- Born: 7 July 1963 (age 63)
- Occupations: Activist, software developer, translator
- Organisation: Foundation for a Free Information Infrastructure

= Hartmut Pilch =

German software developer and activist (born 1963)

Hartmut Pilch (born 7 July 1963) is a German digital rights and far-right political activist, who works as a software developer and translator. He is notable for establishing the Foundation for a Free Information Infrastructure (FFII) in 1999. He was among the original leaders of the local Pegida movement in Munich in 2015–2016.

==Activities==
===Digital rights activism===
He took the lead in launching the FFII in Munich in February 1999, in response to the joint efforts of the European Commission and the European Patent Office (EPO) to liberalise patent law and facilitate software patenting in the European Union (EU). Prior to that he worked for the EPO in Munich.

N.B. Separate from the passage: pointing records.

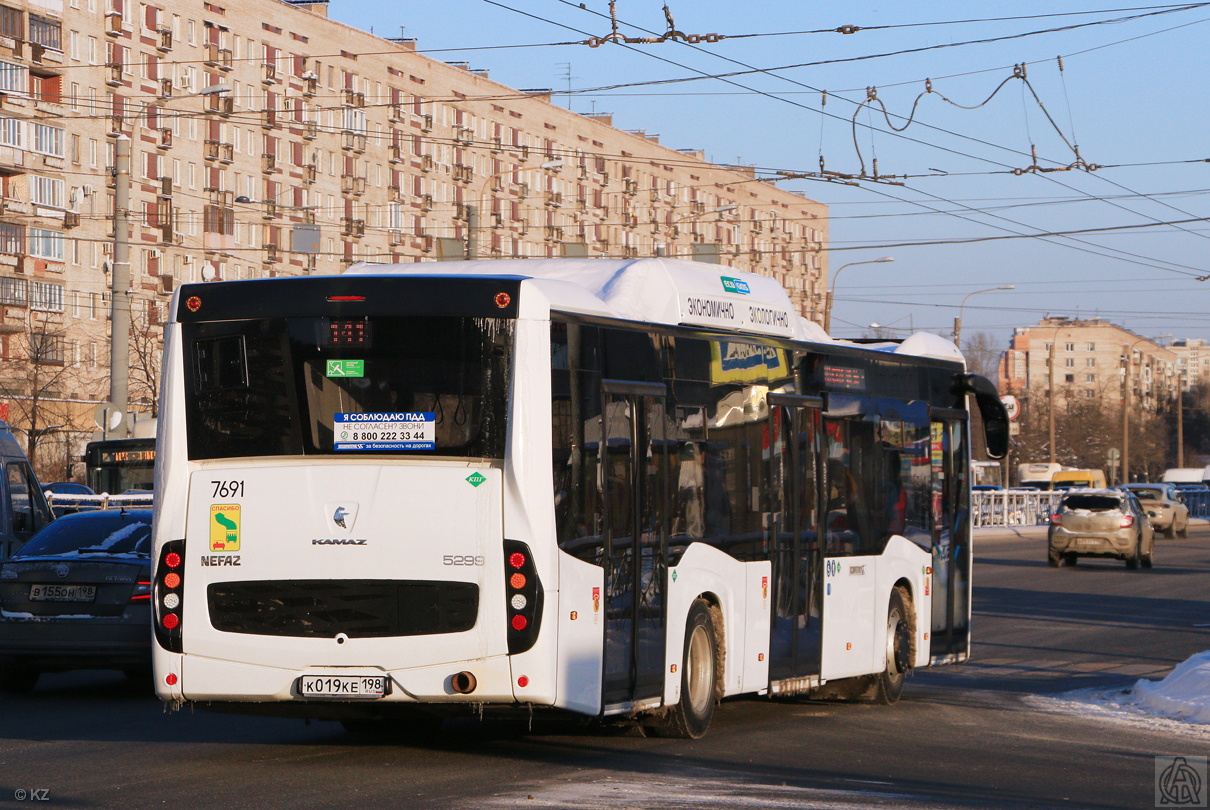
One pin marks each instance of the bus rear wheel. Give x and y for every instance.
(701, 677)
(889, 684)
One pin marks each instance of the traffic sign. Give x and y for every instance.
(1012, 405)
(108, 417)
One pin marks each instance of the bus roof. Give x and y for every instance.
(662, 291)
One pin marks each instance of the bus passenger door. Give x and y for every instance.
(794, 425)
(635, 477)
(950, 633)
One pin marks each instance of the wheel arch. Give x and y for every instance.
(905, 586)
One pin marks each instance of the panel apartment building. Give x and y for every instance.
(1089, 356)
(268, 139)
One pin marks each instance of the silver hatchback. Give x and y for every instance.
(1101, 523)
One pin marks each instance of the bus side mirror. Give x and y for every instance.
(992, 411)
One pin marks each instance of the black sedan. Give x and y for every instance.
(78, 596)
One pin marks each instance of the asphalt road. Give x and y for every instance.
(971, 736)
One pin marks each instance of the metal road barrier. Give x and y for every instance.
(1013, 506)
(1033, 507)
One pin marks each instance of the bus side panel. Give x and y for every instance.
(581, 635)
(904, 559)
(850, 613)
(704, 570)
(171, 490)
(756, 630)
(529, 506)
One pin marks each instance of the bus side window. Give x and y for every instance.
(28, 513)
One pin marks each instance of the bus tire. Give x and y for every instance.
(18, 679)
(889, 683)
(701, 677)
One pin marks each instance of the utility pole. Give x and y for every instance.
(120, 288)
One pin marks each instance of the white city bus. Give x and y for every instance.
(617, 488)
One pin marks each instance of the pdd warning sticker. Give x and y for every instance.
(224, 527)
(385, 431)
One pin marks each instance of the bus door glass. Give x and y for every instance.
(951, 535)
(634, 463)
(793, 447)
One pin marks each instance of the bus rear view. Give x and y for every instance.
(330, 516)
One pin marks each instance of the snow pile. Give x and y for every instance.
(1183, 694)
(1179, 704)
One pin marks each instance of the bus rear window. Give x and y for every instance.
(284, 386)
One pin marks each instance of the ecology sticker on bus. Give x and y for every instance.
(735, 285)
(346, 368)
(414, 430)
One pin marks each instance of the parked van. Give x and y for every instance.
(1185, 475)
(23, 507)
(1036, 475)
(1072, 478)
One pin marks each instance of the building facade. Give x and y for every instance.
(1090, 360)
(301, 145)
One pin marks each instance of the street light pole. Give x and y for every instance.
(957, 321)
(120, 271)
(831, 289)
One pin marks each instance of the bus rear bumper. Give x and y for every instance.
(206, 681)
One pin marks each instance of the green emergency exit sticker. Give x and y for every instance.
(346, 368)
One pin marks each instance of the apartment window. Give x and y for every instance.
(47, 245)
(12, 23)
(47, 348)
(45, 297)
(12, 239)
(12, 292)
(46, 191)
(11, 132)
(47, 33)
(13, 78)
(49, 139)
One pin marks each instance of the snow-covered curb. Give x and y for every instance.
(1179, 702)
(1183, 694)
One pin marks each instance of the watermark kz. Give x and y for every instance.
(32, 794)
(1180, 781)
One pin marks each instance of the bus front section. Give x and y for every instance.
(329, 533)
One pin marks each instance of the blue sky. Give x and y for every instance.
(955, 216)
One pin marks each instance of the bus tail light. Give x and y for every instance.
(168, 581)
(523, 592)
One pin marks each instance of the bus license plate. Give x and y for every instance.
(349, 687)
(62, 592)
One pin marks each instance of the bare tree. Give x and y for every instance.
(147, 354)
(42, 381)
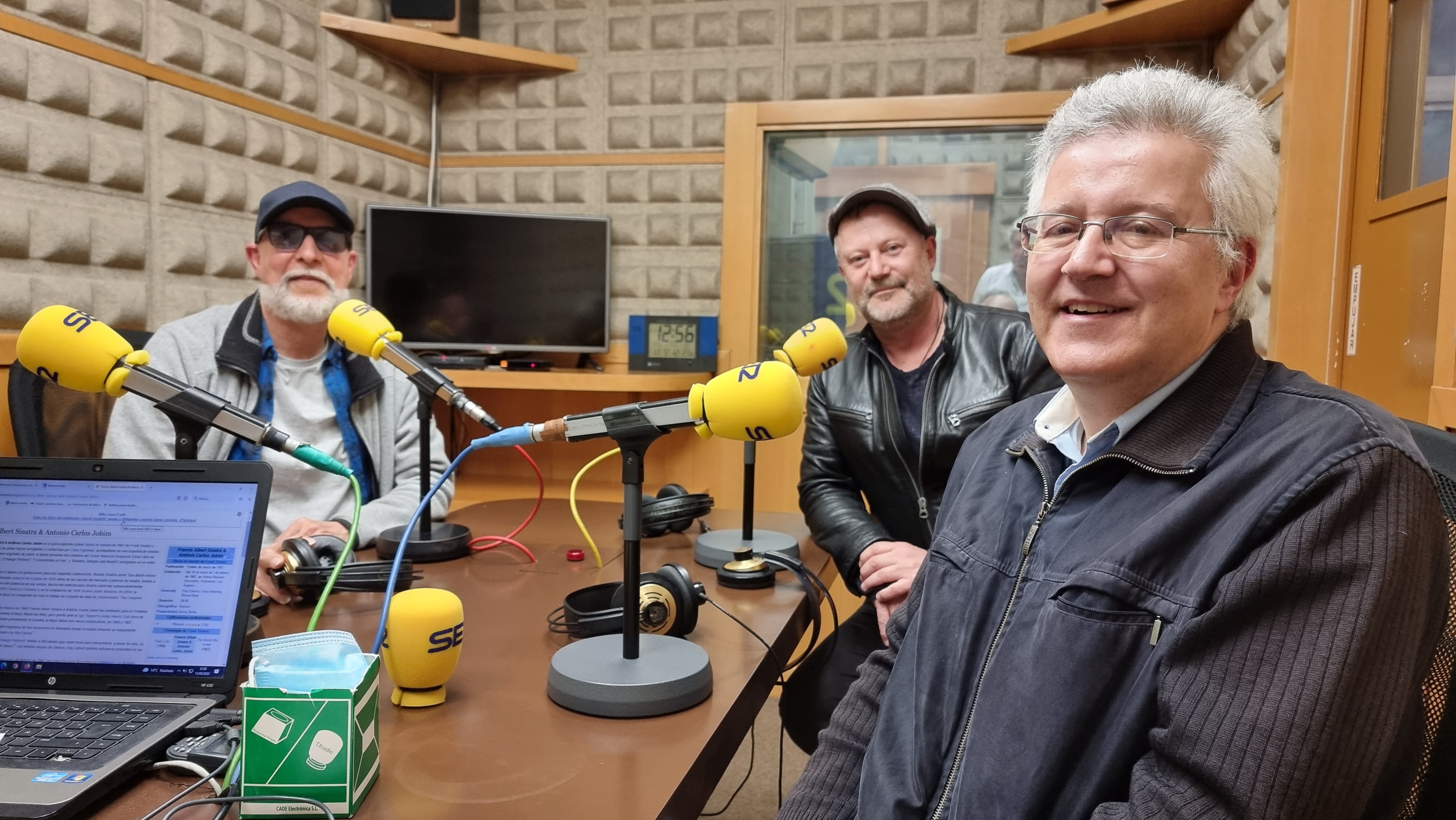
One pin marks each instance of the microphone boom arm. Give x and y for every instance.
(194, 410)
(663, 416)
(433, 382)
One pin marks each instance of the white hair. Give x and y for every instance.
(1243, 177)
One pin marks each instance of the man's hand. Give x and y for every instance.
(272, 557)
(890, 564)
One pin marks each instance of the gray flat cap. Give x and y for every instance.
(885, 194)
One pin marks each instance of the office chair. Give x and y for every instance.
(50, 420)
(1436, 787)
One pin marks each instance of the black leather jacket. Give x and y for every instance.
(855, 443)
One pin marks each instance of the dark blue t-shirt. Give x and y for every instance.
(911, 395)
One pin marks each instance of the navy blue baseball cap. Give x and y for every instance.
(302, 194)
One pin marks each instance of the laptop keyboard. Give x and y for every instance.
(69, 730)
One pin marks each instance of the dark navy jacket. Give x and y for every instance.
(1230, 614)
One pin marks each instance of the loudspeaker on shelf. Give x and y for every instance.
(443, 17)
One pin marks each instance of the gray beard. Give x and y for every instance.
(301, 310)
(877, 315)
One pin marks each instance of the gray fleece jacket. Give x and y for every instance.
(219, 350)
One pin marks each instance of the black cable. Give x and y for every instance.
(253, 797)
(781, 764)
(232, 746)
(557, 621)
(755, 634)
(742, 784)
(810, 580)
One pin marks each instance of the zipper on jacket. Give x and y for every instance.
(1048, 499)
(925, 422)
(914, 474)
(1001, 628)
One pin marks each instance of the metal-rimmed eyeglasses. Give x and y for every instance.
(1131, 238)
(288, 237)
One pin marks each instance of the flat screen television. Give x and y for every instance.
(490, 282)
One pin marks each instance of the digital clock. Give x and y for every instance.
(687, 344)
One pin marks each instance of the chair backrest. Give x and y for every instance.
(50, 420)
(1435, 795)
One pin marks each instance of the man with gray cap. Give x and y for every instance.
(272, 355)
(886, 425)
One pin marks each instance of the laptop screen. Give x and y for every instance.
(122, 577)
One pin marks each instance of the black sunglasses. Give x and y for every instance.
(288, 237)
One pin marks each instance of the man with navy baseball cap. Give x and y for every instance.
(272, 355)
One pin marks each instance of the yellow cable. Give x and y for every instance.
(571, 497)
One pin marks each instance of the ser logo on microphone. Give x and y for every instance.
(79, 321)
(446, 639)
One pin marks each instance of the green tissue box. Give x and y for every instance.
(323, 745)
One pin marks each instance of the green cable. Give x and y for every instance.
(228, 778)
(339, 564)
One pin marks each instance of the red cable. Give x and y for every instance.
(510, 540)
(506, 540)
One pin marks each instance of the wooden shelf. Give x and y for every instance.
(579, 381)
(1135, 24)
(443, 55)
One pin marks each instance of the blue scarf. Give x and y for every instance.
(337, 384)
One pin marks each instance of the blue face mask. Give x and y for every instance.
(328, 659)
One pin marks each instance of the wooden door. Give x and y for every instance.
(1400, 203)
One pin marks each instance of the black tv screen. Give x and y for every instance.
(481, 280)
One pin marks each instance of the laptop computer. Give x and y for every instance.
(124, 591)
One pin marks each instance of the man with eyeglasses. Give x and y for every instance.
(272, 355)
(1193, 583)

In June 1999, acting on behalf of FFII, he co-founded the Eurolinux Alliance with Jean-Paul Smets of the Association francophone des utilisateurs de logiciels libres (AFUL). FFII then became a member organisation of the Eurolinux Alliance.

As president of the FFII, an organization that promotes software patent reform and digital freedom of speech, he oversaw an intense lobbying period aimed at EU agencies between 2000 and 2005. In late 2000, Eurolinux mobilised a collective response to the EU consultation on proposed changes to patent law.

In 2000, he led a campaign aimed to prevent the removal of the exclusion of computer programs as such from patenting in Art. 52(2) of the European Patent Convention. In 2003, he led again a campaign against the patentability of software in Europe. On 4 April 2003, he and Alexandre Dulaunoy of the Association Electronique Libre submitted a petition against software patenting with 140,000 signatures to the European Parliament (EP). Along with the support of an extensive grassroots network, he lobbied and convinced the EP members to amend a directive proposal on the Patentability of Computer-Implemented Inventions (initially written by the European Commission). He built an extensive network of individual contacts also outside the FFII, and had a direct connection to the Greens–European Free Alliance Group, the European People's Party – European Democrats (EPP-ED) Group and the Party of European Socialists in the EP. He also voiced strong opposition to EPO practices regarding software patents.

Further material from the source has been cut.